The second required dry ingredient, starch, can be derived from a variety of sources including, but not limited to, corn, rice, potatoes, wheat and tapioca. Alternatively, a food product that includes a large amount of starch, e.g., certain wheat and corn flours, can be used in place of some of the starch, with blends of different starches and/or starchy food products also are contemplated.
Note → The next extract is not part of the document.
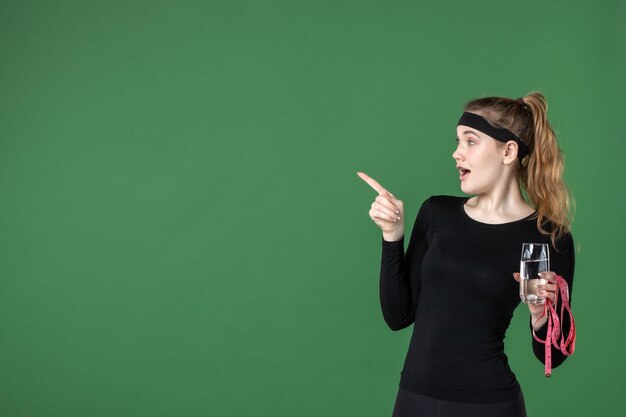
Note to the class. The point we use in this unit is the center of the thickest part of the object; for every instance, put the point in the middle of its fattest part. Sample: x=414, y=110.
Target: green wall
x=182, y=231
The type of starch or starch-containing product can impact the organoleptic properties of the resulting extruded food product, and ordinarily skilled food chemists can adjust the choice and amount of various starches or starchy products accordingly.

Contrary to the teaching of WO 2020/092432, the amount of starch employed as an ingredient typically does not exceed 20%, preferably does not exceed 17.5%, more preferably does not exceed 15%, and most preferably does not exceed 12.5% (all w/w) of the total weight of all dry ingredients.

The weight ratio of dried egg white (egg white powder) to starch(es) generally ranges from 3:1 to 7:1 and commonly from 7:2 to 6:1. In some embodiments, the amount of dried egg white (or egg white powder) constitutes from 75 to 85% (w/w), preferably 77.5 to 82.5% (w/w), and more preferably from 79 to 82% (w/w) of the sum of egg-based component(s) and starch(es).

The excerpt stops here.